By linking SAP and BigQuery, the SAP database can be streamlined through targeted data management.
SAP HANA is an in-memory database. As a result, the RAM requirements for SAP installations with HANA DB are exceptionally high and increase as the data volume grows. To reduce RAM requirements and thus also save costs, it makes sense to think about targeted data management. BigQuery can provide support here and simplify the handling of warm and cold data.
Data that is one to two years old is referred to as Hot Data. These are used daily, so they are active data.
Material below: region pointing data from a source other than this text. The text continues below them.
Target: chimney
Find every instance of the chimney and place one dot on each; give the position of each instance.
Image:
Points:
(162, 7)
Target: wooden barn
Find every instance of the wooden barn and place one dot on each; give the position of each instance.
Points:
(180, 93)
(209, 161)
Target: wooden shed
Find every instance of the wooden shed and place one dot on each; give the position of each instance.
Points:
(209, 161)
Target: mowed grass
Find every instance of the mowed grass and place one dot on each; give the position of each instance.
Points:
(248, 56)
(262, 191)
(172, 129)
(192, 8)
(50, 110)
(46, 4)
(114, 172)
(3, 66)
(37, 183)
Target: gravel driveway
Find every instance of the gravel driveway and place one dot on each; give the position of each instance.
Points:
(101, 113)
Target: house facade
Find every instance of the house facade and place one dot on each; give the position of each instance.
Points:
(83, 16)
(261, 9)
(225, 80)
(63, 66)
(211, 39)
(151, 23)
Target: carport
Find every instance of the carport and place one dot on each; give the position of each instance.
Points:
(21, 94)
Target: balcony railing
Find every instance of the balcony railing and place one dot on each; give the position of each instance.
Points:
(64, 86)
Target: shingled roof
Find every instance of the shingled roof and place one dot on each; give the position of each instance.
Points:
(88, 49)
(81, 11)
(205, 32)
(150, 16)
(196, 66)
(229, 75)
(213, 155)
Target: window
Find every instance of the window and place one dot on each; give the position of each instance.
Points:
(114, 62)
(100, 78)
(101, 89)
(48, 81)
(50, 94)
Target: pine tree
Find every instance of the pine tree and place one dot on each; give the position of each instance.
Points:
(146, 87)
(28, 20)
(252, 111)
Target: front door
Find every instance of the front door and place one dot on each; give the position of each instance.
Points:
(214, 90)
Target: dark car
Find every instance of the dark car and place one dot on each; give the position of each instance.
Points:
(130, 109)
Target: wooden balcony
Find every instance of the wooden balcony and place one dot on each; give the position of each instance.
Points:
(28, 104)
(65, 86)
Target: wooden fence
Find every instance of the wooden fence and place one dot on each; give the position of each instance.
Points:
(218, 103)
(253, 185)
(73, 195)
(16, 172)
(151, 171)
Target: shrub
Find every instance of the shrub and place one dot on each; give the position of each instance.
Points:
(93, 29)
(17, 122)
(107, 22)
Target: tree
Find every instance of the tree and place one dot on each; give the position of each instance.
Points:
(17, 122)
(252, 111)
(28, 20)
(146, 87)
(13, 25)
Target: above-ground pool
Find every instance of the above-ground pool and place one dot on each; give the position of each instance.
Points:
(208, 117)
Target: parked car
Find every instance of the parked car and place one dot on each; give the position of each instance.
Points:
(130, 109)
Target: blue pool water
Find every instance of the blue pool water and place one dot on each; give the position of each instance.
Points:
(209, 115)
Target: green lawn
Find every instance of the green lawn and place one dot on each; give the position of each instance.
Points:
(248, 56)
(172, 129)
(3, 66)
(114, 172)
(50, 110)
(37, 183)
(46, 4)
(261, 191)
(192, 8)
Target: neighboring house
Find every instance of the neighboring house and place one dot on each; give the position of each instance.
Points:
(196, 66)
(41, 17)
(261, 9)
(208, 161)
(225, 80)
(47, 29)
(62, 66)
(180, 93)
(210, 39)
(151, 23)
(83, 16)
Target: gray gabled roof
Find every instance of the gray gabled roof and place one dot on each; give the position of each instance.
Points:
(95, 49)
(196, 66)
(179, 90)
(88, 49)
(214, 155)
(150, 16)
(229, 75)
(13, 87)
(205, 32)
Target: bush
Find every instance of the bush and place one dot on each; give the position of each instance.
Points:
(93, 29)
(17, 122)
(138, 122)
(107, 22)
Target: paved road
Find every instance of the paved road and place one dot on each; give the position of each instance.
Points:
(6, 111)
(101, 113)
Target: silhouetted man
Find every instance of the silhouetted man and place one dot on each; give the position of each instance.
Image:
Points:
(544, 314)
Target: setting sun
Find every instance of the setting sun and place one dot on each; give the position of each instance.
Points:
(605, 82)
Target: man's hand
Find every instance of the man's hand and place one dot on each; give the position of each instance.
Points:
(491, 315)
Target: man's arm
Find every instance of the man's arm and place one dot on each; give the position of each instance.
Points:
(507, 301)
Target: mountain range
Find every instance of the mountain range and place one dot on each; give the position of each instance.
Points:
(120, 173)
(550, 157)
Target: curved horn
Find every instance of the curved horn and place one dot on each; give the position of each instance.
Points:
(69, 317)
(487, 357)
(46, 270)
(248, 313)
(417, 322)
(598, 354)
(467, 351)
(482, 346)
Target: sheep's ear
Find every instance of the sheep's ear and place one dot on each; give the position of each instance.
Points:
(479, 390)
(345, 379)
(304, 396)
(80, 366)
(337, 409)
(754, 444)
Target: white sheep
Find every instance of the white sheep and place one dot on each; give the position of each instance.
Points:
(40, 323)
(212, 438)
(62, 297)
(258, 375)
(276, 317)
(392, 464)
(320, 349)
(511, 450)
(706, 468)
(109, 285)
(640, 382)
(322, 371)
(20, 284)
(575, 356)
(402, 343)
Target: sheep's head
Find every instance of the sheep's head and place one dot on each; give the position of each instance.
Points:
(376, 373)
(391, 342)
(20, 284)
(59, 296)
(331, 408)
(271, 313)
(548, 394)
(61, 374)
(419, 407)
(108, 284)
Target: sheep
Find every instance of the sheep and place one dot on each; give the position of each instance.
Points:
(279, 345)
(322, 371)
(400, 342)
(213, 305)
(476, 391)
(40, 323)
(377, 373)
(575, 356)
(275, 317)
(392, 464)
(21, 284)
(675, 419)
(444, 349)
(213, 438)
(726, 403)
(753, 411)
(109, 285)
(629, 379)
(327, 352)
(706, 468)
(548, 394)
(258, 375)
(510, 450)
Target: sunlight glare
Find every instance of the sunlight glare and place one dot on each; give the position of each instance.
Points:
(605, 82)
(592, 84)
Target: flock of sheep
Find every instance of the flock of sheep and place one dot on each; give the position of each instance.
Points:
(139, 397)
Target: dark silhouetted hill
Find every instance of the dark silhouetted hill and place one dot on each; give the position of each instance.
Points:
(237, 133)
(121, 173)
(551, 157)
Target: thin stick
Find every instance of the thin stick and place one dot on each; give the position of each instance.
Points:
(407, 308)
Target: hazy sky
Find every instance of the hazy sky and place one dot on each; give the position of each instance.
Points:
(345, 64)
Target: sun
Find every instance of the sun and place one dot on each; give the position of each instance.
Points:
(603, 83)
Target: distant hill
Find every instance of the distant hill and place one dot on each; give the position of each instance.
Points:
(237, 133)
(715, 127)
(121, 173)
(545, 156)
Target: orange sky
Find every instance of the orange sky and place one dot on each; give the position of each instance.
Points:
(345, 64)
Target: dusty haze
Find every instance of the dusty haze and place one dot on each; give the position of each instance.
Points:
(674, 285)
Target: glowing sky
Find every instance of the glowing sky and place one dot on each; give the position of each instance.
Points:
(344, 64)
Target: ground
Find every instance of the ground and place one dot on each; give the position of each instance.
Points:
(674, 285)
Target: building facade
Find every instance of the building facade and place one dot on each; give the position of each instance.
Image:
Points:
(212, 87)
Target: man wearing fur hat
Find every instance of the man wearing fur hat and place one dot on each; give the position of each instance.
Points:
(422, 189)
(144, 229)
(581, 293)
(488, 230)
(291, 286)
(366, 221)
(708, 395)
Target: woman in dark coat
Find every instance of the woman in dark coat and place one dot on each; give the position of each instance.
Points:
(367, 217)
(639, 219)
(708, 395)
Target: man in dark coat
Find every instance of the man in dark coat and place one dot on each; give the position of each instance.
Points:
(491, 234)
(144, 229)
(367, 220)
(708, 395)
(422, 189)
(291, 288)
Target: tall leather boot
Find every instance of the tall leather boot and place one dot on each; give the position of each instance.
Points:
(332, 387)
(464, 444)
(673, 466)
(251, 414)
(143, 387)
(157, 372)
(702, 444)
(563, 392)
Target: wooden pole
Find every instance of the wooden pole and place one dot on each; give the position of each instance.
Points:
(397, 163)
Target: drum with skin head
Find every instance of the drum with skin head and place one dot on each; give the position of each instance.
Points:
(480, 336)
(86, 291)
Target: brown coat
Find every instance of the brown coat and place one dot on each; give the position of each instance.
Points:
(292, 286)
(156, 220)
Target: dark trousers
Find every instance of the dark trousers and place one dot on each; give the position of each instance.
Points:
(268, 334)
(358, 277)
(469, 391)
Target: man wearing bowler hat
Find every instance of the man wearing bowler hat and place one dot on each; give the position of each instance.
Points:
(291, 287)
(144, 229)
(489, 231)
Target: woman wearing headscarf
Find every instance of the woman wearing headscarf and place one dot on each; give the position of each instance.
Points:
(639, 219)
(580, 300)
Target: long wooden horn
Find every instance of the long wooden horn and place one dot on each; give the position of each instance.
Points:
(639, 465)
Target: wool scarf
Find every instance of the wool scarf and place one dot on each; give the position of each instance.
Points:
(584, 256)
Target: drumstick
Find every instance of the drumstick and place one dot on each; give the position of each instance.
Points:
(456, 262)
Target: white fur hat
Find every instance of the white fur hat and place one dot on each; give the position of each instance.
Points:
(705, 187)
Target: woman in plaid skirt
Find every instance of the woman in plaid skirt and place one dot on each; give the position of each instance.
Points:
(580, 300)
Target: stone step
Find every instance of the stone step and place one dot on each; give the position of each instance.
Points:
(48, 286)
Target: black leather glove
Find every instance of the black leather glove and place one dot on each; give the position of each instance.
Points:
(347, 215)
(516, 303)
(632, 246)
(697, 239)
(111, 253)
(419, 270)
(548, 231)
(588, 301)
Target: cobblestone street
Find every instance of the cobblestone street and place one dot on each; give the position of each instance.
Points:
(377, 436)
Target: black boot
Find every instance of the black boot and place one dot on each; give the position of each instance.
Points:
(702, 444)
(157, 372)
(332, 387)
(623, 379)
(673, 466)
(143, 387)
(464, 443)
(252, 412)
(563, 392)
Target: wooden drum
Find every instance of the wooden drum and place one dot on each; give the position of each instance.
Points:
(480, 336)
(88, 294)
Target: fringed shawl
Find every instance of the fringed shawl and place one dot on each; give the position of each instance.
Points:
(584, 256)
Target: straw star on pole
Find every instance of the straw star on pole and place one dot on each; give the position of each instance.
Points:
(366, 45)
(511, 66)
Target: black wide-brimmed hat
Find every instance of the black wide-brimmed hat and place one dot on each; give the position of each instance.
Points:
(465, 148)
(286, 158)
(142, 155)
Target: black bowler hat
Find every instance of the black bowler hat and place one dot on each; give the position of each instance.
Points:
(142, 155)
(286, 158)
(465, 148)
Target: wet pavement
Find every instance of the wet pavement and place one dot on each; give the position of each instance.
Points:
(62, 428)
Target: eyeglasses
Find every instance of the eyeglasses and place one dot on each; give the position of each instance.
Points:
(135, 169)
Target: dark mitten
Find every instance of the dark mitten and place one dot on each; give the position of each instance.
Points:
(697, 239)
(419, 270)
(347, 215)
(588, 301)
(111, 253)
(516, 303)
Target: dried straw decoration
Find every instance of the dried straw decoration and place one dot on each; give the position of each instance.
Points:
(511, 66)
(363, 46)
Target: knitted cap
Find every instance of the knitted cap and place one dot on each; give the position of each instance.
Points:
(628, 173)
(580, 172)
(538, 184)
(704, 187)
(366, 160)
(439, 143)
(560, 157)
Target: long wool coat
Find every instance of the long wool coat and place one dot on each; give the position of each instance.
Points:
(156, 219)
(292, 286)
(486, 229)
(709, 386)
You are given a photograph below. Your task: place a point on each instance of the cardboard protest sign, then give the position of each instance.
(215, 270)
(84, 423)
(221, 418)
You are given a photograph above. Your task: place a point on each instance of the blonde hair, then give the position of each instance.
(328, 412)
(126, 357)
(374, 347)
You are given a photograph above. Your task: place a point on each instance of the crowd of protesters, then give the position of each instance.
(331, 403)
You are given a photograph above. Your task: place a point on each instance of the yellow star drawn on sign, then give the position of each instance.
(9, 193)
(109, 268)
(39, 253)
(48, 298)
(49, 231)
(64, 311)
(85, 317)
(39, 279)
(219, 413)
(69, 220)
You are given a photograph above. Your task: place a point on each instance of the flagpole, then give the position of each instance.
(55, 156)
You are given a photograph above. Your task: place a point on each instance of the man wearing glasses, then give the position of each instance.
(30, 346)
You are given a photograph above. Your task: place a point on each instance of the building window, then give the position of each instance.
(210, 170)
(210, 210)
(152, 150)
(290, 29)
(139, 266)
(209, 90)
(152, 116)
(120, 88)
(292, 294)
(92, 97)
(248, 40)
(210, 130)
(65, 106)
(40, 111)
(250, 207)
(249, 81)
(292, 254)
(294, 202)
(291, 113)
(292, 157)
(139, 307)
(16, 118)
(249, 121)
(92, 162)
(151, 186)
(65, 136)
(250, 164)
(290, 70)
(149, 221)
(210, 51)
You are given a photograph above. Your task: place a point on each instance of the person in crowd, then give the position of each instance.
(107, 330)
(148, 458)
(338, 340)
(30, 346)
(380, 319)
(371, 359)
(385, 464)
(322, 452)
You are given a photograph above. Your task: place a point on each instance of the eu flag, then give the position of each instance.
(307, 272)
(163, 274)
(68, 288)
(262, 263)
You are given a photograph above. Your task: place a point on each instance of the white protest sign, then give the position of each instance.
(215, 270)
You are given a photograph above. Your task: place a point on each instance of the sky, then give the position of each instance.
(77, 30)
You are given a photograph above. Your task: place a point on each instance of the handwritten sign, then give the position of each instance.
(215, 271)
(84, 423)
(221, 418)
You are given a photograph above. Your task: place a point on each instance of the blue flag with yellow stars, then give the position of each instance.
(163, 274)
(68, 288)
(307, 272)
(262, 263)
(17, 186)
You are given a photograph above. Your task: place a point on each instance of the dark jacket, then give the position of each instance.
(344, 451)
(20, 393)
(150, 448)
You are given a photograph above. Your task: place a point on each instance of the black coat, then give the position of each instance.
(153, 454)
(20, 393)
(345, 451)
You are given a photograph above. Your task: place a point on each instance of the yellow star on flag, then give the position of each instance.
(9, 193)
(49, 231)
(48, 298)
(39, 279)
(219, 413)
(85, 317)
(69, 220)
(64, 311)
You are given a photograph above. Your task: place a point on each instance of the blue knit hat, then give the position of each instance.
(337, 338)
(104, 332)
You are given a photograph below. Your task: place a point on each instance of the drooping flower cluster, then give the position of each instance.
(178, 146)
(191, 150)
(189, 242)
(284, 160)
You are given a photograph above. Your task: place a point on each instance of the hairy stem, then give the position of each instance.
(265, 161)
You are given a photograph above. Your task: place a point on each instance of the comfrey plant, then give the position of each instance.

In HANA, this data is stored in memory and is therefore quickly available. Here, outsourcing to BigQuery makes little or no sense.
Warm data, on the other hand, is data that is three to five years old. This data is accessed less frequently. This data is needed for annual reports or comparative figures, for example. For warm data, HANA enables the non-active data to be swapped out of the main memory into the file system via Hana Dynamic Tiering, thus slimming down the required memory. However, if the data is to be used again, it must first be loaded back into the database, for which a buffer must be left. Therefore, slimming via dynamic tiering is not ideal. BigQuery, on the other hand, can be integrated into the SAP system. Among other things, warm data can be stored in BigQuery and made available again in SAP via corresponding views.
Data that is already more than five years old usually only exists for archiving purposes. Therefore, this data, in particular, should be loaded into BigQuery because it takes up storage space in the conventional database and unnecessarily inflates it.
With the SAP Data Service, data management can be automated, and Warm Data can be moved to BigQuery and deleted from the SAP database. This way, storage capacities are automatically updated, managed, and kept lean by the SAP database.